The Courts Commission announced its decision Friday. The seven-member commission includes one Illinois Supreme Court judge, two appellate court judges, two circuit judges and two members of the public.
Duebbert could not immediately be reached for comment on the decision.
On April 19, 2018, the Illinois Judiciary Board filed a complaint with the Courts Commission accusing Duebbert of lying to its members and to police about his contact with his former roommate David E. Fields, who was acquitted of murder in the death of Carl Z. Silas in December 2018, in the days following the shooting.
Duebbert, a Republican, was elected to the 20th Judicial Court on Nov. 8, 2016, defeating Democrat John Baricevic for the position. After learning of his connections to Fields, however, Chief Judge Andrew Gleeson limited Duebbert to administrative duties in January 2017.
In its complaint to the Courts Commission, the Judiciary Board stated that Duebbert’s first effort to obscure the truth came during his interview with two investigators from the Major Case Squad of Greater St. Louis on Dec. 30, 2016.
The law enforcement officers who interviewed Duebbert at his home asked what contact he had with Fields, who had been paroled to Duebbert’s home following time served for a battery on a pregnant woman. The two had been friends since 2013.
Duebbert told police in the interview that he had not heard from Fields on Dec. 30, and that the last time they had talked was on the evening of Dec. 29, the night before the shooting. Duebbert had actually received a call from Fields that morning, according to cell phone records obtained by the Belleville News-Democrat.

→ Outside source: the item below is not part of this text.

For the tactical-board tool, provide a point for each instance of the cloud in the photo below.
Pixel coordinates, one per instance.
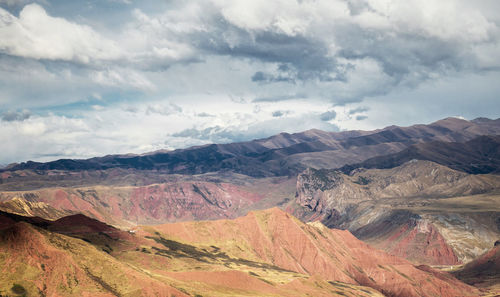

During that phone call, Fields told Duebbert he had “nothing to do” with the Silas’ murder. Duebbert insisted Fields turn himself in, court documents from Duebbert’s defense stated. Fields did so and was in police custody no later than 10:30 a.m.
A St. Clair County jury acquitted Fields of the murder charge on Dec. 10, 2018.
Duebbert stated in a May 17, 2019, response to those claims that he understood the purpose of the police interview “to be an effort being engineered by powerbrokers disturbed by his election to link him personally with the Silas’ murder.” Those “powerbrokers” included St. Clair County judges, lawyers and media members, according to court documents.
“(Duebbert) was shaken, he was feeling vulnerable and defensive, and he was not thinking clearly, but he had no intention of misleading police, and instead, was intent on convincing them that any effort to link any weapon of his to the homicide they were investigating would fail,” the response stated.
According to Duebbert, a then-Belleville News-Democrat reporter had asked him several questions about the firearms he owned, as information was circulating that the Silas murder weapon belonged to Duebbert.
That made him “petrified,” the document stated.
Judiciary board complaint
The Judiciary Board also said in its complaint against Duebbert that he “falsely recounted” what he told police in the taped 2016 interview during its investigation of his actions in May and June 2017.
According to the Judiciary Board’s complaint, Duebbert said in his testimony that he told the officers he thought a cell phone he had let Fields use was in Fields’ possession the night of the murder. Instead, police said, the phone was in Duebbert’s possession.
When Duebbert found the phone in his garage, he said he was “totally and utterly in shock and stunned” to find the phone, the complaint against Duebbert said. He allegedly told police, “I had given [Fields] the phone before.” Police said, however, that Duebbert had known he had it all along.
The Judiciary Board also said Duebbert lied when he testified before it that he had told police he texted Fields the night of Dec. 29. In the taped interview with police, there is “no such thing,” the complaint stated.
Illinois courts commission decision
In its order, the Courts Commission found that the Judiciary Board presented clear and convincing evidence that Duebbert had violated the Code of Judicial Conduct. It also states he “engaged in conduct that that was prejudicial to the administration of justice and brought the judicial office into disrepute” by lying under oath.
In its decision against Duebbert, the Courts Commission found that Duebbert’s misconduct was not an isolated incident, as he had lied multiple times throughout the course of the investigation. No matter if Duebbert had acted in or out of the courtroom, the misconduct was “intolerable” for a sworn officer of the court, the commission wrote.
“Respondent’s behavior was repugnant to our truth seeking system of justice,” the decision stated.
The decision also claims that Duebbert has never acknowledged his own wrongdoing and that he “exploited his position to satisfy his personal desires” by shifting the focus away from his involvement with Fields and discussed press coverage and that reporters had contacted him.
“Respondent placed a higher value on his reputation and position as a judge over providing truthful statements to the police, which we cannot overlook,” the Courts Commission states.
Duebbert’s removal from office is effective immediately.